Mantan finalis Idola Cilik dan kreator konten juga memilih menikah di KUA.

Fokus

Ketegangan antara Thailand dan Kamboja meningkat drastis sejak insiden perbatasan

Deteksi Tsunami, BPPT Gunakan Sistem Kabel

Atikah Ishmah Winahyu
21/7/2020 19:25
Deteksi Tsunami, BPPT Gunakan Sistem Kabel
Evakuasi korban bencana dalam simulasi penanganan bencana gempa dan tsunami di Desa Wani, Kabupaten Donggala, Sulawesi Tengah, Sabtu (18/7).(ANTARA/Mohamad Hamzah)

LOKASI Indonesia yang berada di antara Ring of Fire membuat negara ini rentan mengalami bencana gempa dan tsunami. Deputi Bidang Teknologi Pengembangan Sumber Daya Alam Badan Pengkajian dan Penerapan Teknologi (BPPT) Yudi Anantasena mengungkapkan, sebagai upaya antisipasi BPPT telah menerapkan sistem Cable Base Tsunameter (CBT) yakni kabel pendeteksi bencana tsunami sejak 2019 lalu.

“Ini sistem kabel yang ditanam di dasar laut kemudian kita pasang sensor. Nanti ujungnya yang di pantai itu kita punya station untuk mengirim data,” kata Yudi saat dihubungi Media Indonesia, Selasa (21/7).

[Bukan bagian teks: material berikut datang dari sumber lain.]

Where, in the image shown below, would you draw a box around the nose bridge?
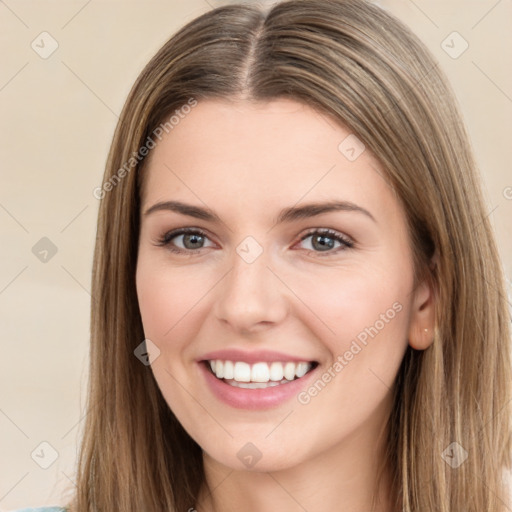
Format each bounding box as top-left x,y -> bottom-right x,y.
215,237 -> 286,331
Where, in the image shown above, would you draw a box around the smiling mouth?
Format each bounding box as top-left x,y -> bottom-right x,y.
202,359 -> 318,389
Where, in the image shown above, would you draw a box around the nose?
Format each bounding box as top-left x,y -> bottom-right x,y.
214,242 -> 289,334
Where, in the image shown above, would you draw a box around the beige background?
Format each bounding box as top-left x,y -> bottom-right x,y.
0,0 -> 512,511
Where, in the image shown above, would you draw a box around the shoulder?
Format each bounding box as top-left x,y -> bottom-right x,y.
11,507 -> 66,512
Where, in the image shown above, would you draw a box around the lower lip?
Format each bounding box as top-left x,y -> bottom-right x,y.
199,361 -> 318,410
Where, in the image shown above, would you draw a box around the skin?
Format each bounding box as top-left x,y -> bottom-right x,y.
136,99 -> 434,512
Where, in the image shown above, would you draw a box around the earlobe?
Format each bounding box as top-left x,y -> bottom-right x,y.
408,279 -> 435,350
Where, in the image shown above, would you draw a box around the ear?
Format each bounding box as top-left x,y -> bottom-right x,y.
408,260 -> 437,350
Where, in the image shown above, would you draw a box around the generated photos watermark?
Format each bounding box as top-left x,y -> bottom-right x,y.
92,98 -> 197,199
297,302 -> 403,405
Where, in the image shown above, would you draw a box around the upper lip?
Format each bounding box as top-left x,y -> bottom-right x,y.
198,348 -> 314,364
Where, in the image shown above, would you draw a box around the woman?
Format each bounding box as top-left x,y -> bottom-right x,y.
15,0 -> 512,512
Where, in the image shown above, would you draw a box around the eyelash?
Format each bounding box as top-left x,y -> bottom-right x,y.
156,228 -> 354,257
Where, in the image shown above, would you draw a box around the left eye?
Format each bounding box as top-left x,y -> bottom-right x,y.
301,230 -> 354,254
157,228 -> 354,254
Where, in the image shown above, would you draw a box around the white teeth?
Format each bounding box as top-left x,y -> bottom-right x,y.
209,359 -> 312,389
251,363 -> 270,382
224,361 -> 235,379
233,361 -> 251,382
270,362 -> 284,382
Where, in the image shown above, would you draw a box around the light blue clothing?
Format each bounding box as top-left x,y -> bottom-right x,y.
11,507 -> 66,512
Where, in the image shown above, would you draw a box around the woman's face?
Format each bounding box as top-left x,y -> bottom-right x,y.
136,99 -> 430,471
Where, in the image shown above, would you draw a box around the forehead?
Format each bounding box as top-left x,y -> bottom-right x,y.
143,99 -> 398,222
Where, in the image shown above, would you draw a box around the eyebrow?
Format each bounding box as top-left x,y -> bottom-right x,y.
144,201 -> 377,224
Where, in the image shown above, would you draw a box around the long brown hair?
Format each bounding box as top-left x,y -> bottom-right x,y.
68,0 -> 512,512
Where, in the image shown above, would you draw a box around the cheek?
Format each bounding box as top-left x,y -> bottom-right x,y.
288,265 -> 412,353
136,255 -> 210,342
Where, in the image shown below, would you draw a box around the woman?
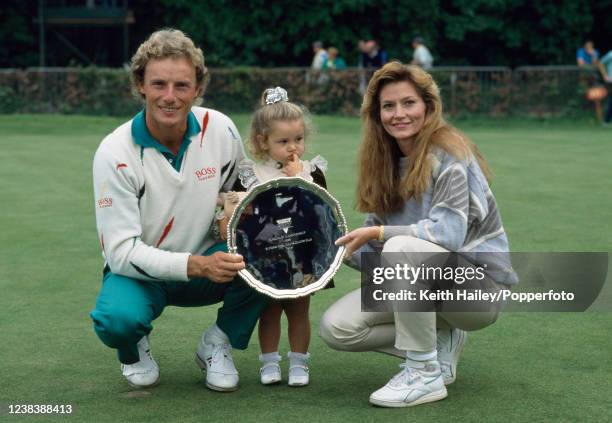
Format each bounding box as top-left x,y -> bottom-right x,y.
320,62 -> 517,407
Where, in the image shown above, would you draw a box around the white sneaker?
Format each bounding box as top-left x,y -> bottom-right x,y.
121,336 -> 159,388
436,329 -> 467,385
287,351 -> 310,386
195,325 -> 238,392
259,353 -> 281,385
370,360 -> 447,407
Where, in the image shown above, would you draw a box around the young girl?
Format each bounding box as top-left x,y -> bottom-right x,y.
221,87 -> 327,386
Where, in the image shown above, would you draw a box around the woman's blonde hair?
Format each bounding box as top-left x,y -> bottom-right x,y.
357,62 -> 490,216
130,28 -> 209,104
248,87 -> 312,160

Baca juga: Hari Anak Nasional: 500 Anak Ikuti Temu Anak Peduli Daring

Yudi menuturkan, CBT memiliki banyak kelebihan seperti perawatannya relatif lebih sederhana dibandingkan buoy yang sudah digunakan selama ini. Selain itu, buoy lebih rentan dirusak karena vandalisme dan dijadikan tambak nelayan.

Namun, pemasangan buoy juga masih diperlukan di daerah yang terbilang rawan tsunami seperti di Palu yang daratannya dekat dengan sumber gempa dan untuk mengisi lokasi yang rencananya akan dipasang CBT.

“Kalau sistemnya buoy itu memang hanya 5 tahun, kan disimpan di laut. Kemudian juga ada korosi dan lain sebagainya, memang tidak bisa berumur lama. Nah, kalau di sistem kabel yang selama ini prakteknya di dunia ada beberapa negara bisa sampai 20 tahun. Jadi bisa lebih lama dan perawatannya relatif lebih sedikit daripada buoy yang setiap tahun harus ganti baterai. Waktu project kita dulu atau 10 tahun yang lalu kita memasang itu (buoy) tapi sekarang sudah waktunya memang dia tidak terpakai, sudah uzur. Nah, sekarang pakai ada kegiatan lagi untuk memasang yang kita akan proyeksikan untuk kabel CBT itu,” jelasnya.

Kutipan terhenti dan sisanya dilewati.